Certain types of bacteria are capable of photosynthesis, a fundamental biological process that converts light energy into chemical energy. This energy, stored in organic compounds, fuels their growth and metabolic activities. Photosynthesis involves capturing light, transferring energy through electron transport, and converting carbon dioxide into sugars. While plants and algae are widely recognized for this process, various bacterial groups also perform photosynthesis through diverse mechanisms.
Key Groups of Photosynthetic Bacteria
Photosynthetic bacteria are categorized into two groups based on oxygen production: oxygenic and anoxygenic. Cyanobacteria, often called blue-green algae, are oxygenic. They use water as an electron donor, releasing oxygen as a byproduct, similar to plants and algae. Cyanobacteria are abundant in diverse aquatic and terrestrial environments, including hot springs and polar regions.
Anoxygenic photosynthetic bacteria perform photosynthesis without producing oxygen. This group includes purple bacteria, green sulfur bacteria, green non-sulfur bacteria, and heliobacteria. Purple bacteria (purple sulfur or purple non-sulfur) use compounds like hydrogen sulfide or organic acids as electron donors instead of water. Green sulfur bacteria are obligate anaerobes that use reduced sulfur compounds, such as hydrogen sulfide, as electron sources.
Mechanisms of Bacterial Photosynthesis
Bacterial photosynthesis relies on specialized pigments that capture light energy. Unlike plants, which primarily use chlorophyll a, photosynthetic bacteria employ a variety of pigments. Cyanobacteria contain chlorophyll a, along with accessory pigments like phycobilins and carotenoids, which help capture a broader spectrum of light. Anoxygenic photosynthetic bacteria, such as purple and green sulfur bacteria, use bacteriochlorophylls (BChl) instead of chlorophyll. Several types of bacteriochlorophylls absorb light at longer wavelengths, including infrared, allowing these bacteria to thrive where visible light is scarce.
A key distinction in bacterial photosynthesis is the electron donors used. Oxygenic cyanobacteria split water molecules (H₂O) to obtain electrons, releasing oxygen (O₂) as a byproduct. This process requires significant energy because water is a stable molecule. Anoxygenic photosynthetic bacteria use electron donors other than water. Purple sulfur bacteria and green sulfur bacteria commonly use hydrogen sulfide (H₂S), elemental sulfur, or thiosulfate as electron donors, producing sulfur granules or sulfates as byproducts. Some anoxygenic bacteria also utilize organic compounds like succinate or malate, or even ferrous iron, as electron sources. The captured light energy drives an electron transport chain, generating adenosine triphosphate (ATP) and reducing power (NADPH). These are essential for converting carbon dioxide into organic compounds.
Role in Ecosystems
Photosynthetic bacteria are foundational to many ecosystems, serving as primary producers that convert light energy into organic matter. They form the base of food webs in various aquatic and terrestrial habitats, supporting a wide range of other organisms. Their metabolic activities contribute significantly to global biogeochemical cycles, particularly the carbon and nitrogen cycles. Through carbon fixation, these bacteria convert atmospheric carbon dioxide into organic compounds, regulating Earth’s carbon balance.

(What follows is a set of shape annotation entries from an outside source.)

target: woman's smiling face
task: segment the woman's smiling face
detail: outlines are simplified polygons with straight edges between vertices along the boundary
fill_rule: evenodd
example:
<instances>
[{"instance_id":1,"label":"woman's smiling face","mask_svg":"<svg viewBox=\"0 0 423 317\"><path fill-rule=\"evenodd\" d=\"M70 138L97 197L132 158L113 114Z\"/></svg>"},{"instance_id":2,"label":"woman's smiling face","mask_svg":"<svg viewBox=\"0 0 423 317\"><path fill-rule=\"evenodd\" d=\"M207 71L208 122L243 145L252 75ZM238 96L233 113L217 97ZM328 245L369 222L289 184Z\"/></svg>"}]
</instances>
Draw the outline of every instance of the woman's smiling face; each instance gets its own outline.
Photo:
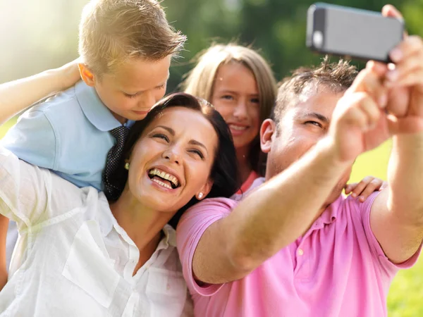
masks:
<instances>
[{"instance_id":1,"label":"woman's smiling face","mask_svg":"<svg viewBox=\"0 0 423 317\"><path fill-rule=\"evenodd\" d=\"M164 110L145 128L130 158L128 183L147 208L176 212L194 196L210 191L218 137L199 111Z\"/></svg>"}]
</instances>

Some cyanobacteria can also fix atmospheric nitrogen, converting nitrogen gas into forms usable by other life forms. This nitrogen fixation is important in environments where nitrogen is a limiting nutrient. From an evolutionary perspective, ancient cyanobacteria were instrumental in shaping Earth’s early atmosphere. Their oxygenic photosynthesis, which began billions of years ago, gradually released oxygen, leading to the Great Oxidation Event around 2.4 billion years ago. This atmospheric change paved the way for the evolution of oxygen-breathing life forms. Photosynthetic bacteria often inhabit extreme environments, such as hot springs, deep-sea vents, and anoxic layers of stratified lakes, where other photosynthetic organisms cannot survive.